When this passes, all 5 worked examples from the design doc round-trip. Write a Phase 2 kickoff handoff if context remains.


Phase 2 preview (for the session that gets this far)

If STEPs 1-5 ship with context remaining, start Phase 2a. The design has this sketched but not implemented:

Phase 2a — Computed fields

type TcpHeader = binary {
  src_port:   u16be
  dst_port:   u16be
  seq:        u32be
  ack:        u32be
  data_off:   u4
  rsvd:       u3
  ns:         u1
  flags:      u8
  window:     u16be
  checksum:   u16be = ip_tcp_checksum(pseudo_header, body)
  urgent:     u16be
  options:    [u8; data_off * 4 - 20]  # also computed: depends on data_off
  body:       bytes
}

The = expr suffix means: on encode, evaluate and write; on decode, skip and validate (optional, v2).

Implementation path:

  • Parser: extend ps_parse_binary_block_field to accept = expr after the type spec. Store the expr handle in the NODE_BINARY_FIELD.
  • Typecheck: type-check the expression in the block’s scope (where prior fields are in scope as locals).
  • Codegen: PACK evaluates the expression (closure over prior field values) before writing; UNPACK either skips or validates.
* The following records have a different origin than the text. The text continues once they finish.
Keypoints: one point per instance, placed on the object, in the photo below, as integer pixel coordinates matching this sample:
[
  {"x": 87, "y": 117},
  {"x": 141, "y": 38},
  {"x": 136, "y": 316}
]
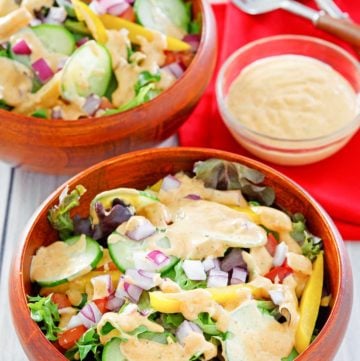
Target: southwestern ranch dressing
[{"x": 191, "y": 223}]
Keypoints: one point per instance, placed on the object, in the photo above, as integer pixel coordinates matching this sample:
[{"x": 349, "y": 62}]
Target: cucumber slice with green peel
[
  {"x": 61, "y": 262},
  {"x": 55, "y": 38},
  {"x": 130, "y": 196},
  {"x": 88, "y": 71},
  {"x": 112, "y": 351},
  {"x": 170, "y": 17},
  {"x": 122, "y": 250}
]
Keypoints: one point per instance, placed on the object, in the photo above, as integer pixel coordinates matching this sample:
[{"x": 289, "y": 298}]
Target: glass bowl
[{"x": 272, "y": 147}]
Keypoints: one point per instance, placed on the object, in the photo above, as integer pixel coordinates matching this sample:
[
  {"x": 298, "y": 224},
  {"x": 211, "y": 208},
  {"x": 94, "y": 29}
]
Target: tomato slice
[
  {"x": 279, "y": 273},
  {"x": 61, "y": 300},
  {"x": 68, "y": 338},
  {"x": 271, "y": 244}
]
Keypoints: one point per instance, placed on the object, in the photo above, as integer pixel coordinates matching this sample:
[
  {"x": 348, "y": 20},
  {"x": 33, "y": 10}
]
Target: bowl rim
[
  {"x": 236, "y": 125},
  {"x": 344, "y": 288},
  {"x": 109, "y": 120}
]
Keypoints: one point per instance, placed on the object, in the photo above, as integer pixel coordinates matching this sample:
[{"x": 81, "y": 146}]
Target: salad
[
  {"x": 69, "y": 59},
  {"x": 199, "y": 266}
]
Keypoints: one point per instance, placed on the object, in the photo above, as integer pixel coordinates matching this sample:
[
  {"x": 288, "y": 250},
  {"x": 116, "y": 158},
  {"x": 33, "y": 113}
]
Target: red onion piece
[
  {"x": 175, "y": 69},
  {"x": 277, "y": 296},
  {"x": 90, "y": 315},
  {"x": 239, "y": 275},
  {"x": 42, "y": 70},
  {"x": 170, "y": 182},
  {"x": 143, "y": 279},
  {"x": 114, "y": 303},
  {"x": 134, "y": 292},
  {"x": 74, "y": 322},
  {"x": 280, "y": 254},
  {"x": 144, "y": 228},
  {"x": 158, "y": 258},
  {"x": 193, "y": 40},
  {"x": 185, "y": 329},
  {"x": 233, "y": 259},
  {"x": 56, "y": 15},
  {"x": 194, "y": 197},
  {"x": 92, "y": 104},
  {"x": 217, "y": 278},
  {"x": 21, "y": 48},
  {"x": 194, "y": 270}
]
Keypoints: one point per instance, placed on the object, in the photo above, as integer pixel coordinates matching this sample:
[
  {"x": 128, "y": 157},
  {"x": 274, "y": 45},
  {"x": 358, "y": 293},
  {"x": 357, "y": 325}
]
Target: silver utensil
[{"x": 345, "y": 30}]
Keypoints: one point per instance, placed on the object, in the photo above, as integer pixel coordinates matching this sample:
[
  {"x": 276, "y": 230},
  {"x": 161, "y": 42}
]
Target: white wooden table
[{"x": 22, "y": 192}]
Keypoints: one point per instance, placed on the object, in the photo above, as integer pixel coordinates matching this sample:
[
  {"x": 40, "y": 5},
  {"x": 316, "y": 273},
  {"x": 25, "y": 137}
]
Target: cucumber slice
[
  {"x": 130, "y": 196},
  {"x": 55, "y": 38},
  {"x": 122, "y": 250},
  {"x": 87, "y": 72},
  {"x": 112, "y": 351},
  {"x": 170, "y": 17},
  {"x": 74, "y": 262}
]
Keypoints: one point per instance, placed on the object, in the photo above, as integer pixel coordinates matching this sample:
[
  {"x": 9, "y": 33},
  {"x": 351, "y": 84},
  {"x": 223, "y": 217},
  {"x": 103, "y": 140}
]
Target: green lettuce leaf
[
  {"x": 225, "y": 175},
  {"x": 46, "y": 313},
  {"x": 59, "y": 215}
]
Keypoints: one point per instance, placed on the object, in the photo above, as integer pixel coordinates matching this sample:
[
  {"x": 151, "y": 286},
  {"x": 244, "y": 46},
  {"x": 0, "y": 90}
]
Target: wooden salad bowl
[
  {"x": 66, "y": 147},
  {"x": 142, "y": 168}
]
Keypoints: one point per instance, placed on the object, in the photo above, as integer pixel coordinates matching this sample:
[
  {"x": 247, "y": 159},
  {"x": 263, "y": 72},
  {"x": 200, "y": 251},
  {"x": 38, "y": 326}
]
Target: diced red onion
[
  {"x": 175, "y": 69},
  {"x": 170, "y": 182},
  {"x": 277, "y": 296},
  {"x": 209, "y": 264},
  {"x": 106, "y": 281},
  {"x": 92, "y": 104},
  {"x": 56, "y": 15},
  {"x": 21, "y": 48},
  {"x": 42, "y": 70},
  {"x": 158, "y": 258},
  {"x": 143, "y": 229},
  {"x": 90, "y": 315},
  {"x": 217, "y": 278},
  {"x": 238, "y": 276},
  {"x": 134, "y": 292},
  {"x": 233, "y": 259},
  {"x": 193, "y": 40},
  {"x": 194, "y": 270},
  {"x": 143, "y": 279},
  {"x": 194, "y": 197},
  {"x": 82, "y": 41},
  {"x": 185, "y": 329},
  {"x": 114, "y": 303},
  {"x": 74, "y": 322},
  {"x": 280, "y": 254}
]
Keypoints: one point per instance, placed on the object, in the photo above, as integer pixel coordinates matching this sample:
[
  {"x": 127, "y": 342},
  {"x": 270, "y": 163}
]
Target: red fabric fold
[{"x": 333, "y": 182}]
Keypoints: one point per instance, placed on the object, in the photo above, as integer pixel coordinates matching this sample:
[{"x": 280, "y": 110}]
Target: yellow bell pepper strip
[
  {"x": 96, "y": 27},
  {"x": 309, "y": 305},
  {"x": 168, "y": 303},
  {"x": 136, "y": 30}
]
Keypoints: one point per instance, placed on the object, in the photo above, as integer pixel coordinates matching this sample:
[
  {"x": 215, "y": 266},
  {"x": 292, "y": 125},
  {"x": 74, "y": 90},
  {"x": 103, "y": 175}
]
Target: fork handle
[{"x": 343, "y": 29}]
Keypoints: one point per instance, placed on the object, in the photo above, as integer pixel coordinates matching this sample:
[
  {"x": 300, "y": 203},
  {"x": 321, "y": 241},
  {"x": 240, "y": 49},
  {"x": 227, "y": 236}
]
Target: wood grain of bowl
[
  {"x": 66, "y": 147},
  {"x": 139, "y": 169}
]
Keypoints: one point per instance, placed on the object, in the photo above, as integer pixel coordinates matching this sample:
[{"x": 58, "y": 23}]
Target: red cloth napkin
[{"x": 333, "y": 182}]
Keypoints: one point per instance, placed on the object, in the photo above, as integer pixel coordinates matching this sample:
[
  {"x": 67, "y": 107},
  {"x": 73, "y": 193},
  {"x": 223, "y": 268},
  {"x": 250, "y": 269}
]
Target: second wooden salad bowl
[
  {"x": 142, "y": 168},
  {"x": 66, "y": 147}
]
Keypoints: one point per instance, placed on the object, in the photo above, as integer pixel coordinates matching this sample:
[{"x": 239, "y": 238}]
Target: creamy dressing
[
  {"x": 292, "y": 97},
  {"x": 258, "y": 337},
  {"x": 58, "y": 260},
  {"x": 15, "y": 81}
]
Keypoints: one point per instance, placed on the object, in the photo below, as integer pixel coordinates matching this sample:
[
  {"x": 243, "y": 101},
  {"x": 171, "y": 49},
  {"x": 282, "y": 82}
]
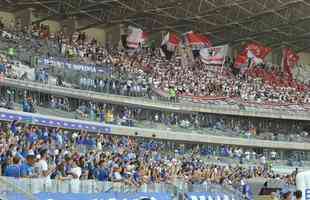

Parse surface is the biggest risk — decide parser grammar early.

Phase 2b — Discriminated unions

See BINARY_DSL.md phasing section. Match on a discriminator to pick a variant layout. Large — separate handoff session.

Phase 3 — Dogfood intmap header

Once Phase 2a is stable + variable-width works, rewrite cg_intrinsic_intmap.qz to use IntMapHeader.decode() instead of manual getelementptr loads. Mechanical but proves the DSL is production-ready.


Safety rails (verify before starting)

  1. Quake guard before every commit. ./self-hosted/bin/quake guard. Pre-commit hook enforces it. Never —no-verify.
  2. Smoke after every guard. brainfuck + style_demo + expr_eval.
  3. Fix-specific backup at quartz-pre-binary-phase15-golden. Don’t overwrite until Phase 1.5 is committed end-to-end.
  4. Full QSpec NOT in Claude Code. Run targeted specs from the harness; give the user the full-suite command to paste in a terminal if a cross-spec regression is suspected.
  5. Crash reports first (CLAUDE.md): on silent SIGSEGV check ~/Library/Logs/DiagnosticReports/quartz-*.ips before ASAN/lldb.